With the peak summer season upon us, we are focused on executing our disciplined capacity management as we navigate the P&W engine recall crisis and extreme weather events. We are proud of our team’s unwavering commitment to protecting the business, our Gente Viva, and passengers while delivering results in a challenging environment.”

Total Operating Revenues increased 34.3% to US$612 million for the quarter, reflecting higher unit revenues and disciplined capacity growth. This performance was mainly driven by fare and ancillary revenue growth, with TRASM increasing 19.3% to US₵10.53, coupled with ASMs growth of 12.6%, primarily due to aircraft deliveries and short-term leases (ACMIs).

During the quarter, Viva’s total passengers increased 10.0% to 6.8 million, reflecting higher demand in the domestic and international markets. Ancillary revenues increased 26.8% to US$283 million compared to 2Q 2023, representing 46.3% of total revenues.

Operating Expenses

Total Operating Expenses increased 36.0% to US$530 million. This increase was mainly driven by a higher capacity of 12.6% in ASMs, higher costs related to AOGs, including short-term leases (ACMIs) to maintain capacity, a negative FX impact due to the appreciation of the Mexican peso versus the U.S. Dollar, higher fuel prices, coupled with inflationary pressures. The total operating expenses now reflect a portion of the compensation from Pratt & Whitney GTF engines reliability issues.

CASM increased 20.8% to US₵9.11 for the quarter, reflecting an increase of 6.2% in CASM fuel to US₵2.99 and an increase of 29.4% in CASM ex-fuel to US₵6.12. The CASM ex-fuel increase was mainly driven by the negative impacts in utilization from AOGs related to the Pratt & Whitney GTF engines reliability issues, short-term leases (ACMIs) costs, the appreciation of the Mexican peso versus the U.S. Dollar, and inflationary pressures. These effects were partially offset by continuous cost optimization initiatives and a portion of the compensation from Pratt & Whitney GTF engines reliability issues.

Operating Profit reached US$82 million, reflecting higher unit revenues. The EBIT margin decreased 1.1 percentage points, from 14.5% to 13.4%.

Net Income reached US$34 million, with a net margin of 5.5%.

Fleet

During 2Q 2024, we added 1 net aircraft (1 Airbus 320ceo), and 11 net aircraft (2 Airbus 320ceo, 1 Airbus 320neo, 1 Airbus 321ceo, and 7 Airbus 321neo) compared to June 2023.

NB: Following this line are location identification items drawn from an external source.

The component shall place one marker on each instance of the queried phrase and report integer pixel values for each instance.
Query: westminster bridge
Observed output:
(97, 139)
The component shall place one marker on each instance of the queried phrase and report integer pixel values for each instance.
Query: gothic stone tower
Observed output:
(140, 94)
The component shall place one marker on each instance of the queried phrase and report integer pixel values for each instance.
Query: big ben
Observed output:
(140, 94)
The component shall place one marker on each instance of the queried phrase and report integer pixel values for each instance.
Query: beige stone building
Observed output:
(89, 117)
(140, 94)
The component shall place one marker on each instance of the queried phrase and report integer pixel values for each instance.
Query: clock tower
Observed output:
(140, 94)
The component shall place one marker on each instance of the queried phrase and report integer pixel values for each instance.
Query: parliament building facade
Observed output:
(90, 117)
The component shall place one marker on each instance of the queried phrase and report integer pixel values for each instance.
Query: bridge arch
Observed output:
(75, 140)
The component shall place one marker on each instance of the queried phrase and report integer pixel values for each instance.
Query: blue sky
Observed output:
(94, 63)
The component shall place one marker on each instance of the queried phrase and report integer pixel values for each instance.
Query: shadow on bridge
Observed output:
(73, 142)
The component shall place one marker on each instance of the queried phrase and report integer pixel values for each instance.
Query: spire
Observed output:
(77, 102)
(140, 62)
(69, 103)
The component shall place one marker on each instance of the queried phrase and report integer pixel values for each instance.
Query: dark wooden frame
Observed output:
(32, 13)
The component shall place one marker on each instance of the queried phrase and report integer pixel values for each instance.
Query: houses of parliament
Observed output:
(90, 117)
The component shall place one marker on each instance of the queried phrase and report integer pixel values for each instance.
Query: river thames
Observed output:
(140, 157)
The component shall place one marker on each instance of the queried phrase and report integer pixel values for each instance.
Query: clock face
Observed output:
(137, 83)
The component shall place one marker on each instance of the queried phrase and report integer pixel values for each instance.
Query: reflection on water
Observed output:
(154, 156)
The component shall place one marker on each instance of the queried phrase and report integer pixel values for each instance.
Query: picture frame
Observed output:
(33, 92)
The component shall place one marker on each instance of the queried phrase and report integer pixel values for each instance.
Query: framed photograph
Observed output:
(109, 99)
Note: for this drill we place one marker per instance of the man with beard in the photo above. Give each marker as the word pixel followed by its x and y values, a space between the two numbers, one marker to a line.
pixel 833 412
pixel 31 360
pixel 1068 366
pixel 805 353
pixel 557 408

Our fleet ended 2Q 2024 with an average age of 5.9 years. Viva’s fleet was recognized, once again, as the youngest in Mexico and the fifth youngest in North America by ch-aviation’s Youngest Aircraft Fleet Award 2024.

During 2Q 2024, we had an average of 23.4 A320neo aircraft on ground related to the Pratt & Whitney GTF engines reliability issues. To mitigate the impacts of the P&W engine recall on our network, we are extending leases, taking contracted new deliveries, and sourcing short- and medium-term capacity.

Hedging

As of June 30, 2024, Viva has jet fuel and FX hedging to mitigate volatility and price shifts. We hedged 10.7% of our expected jet fuel for 2024 and, as for FX, our hedging is equivalent to 65.9% of our projected exposure for 2024.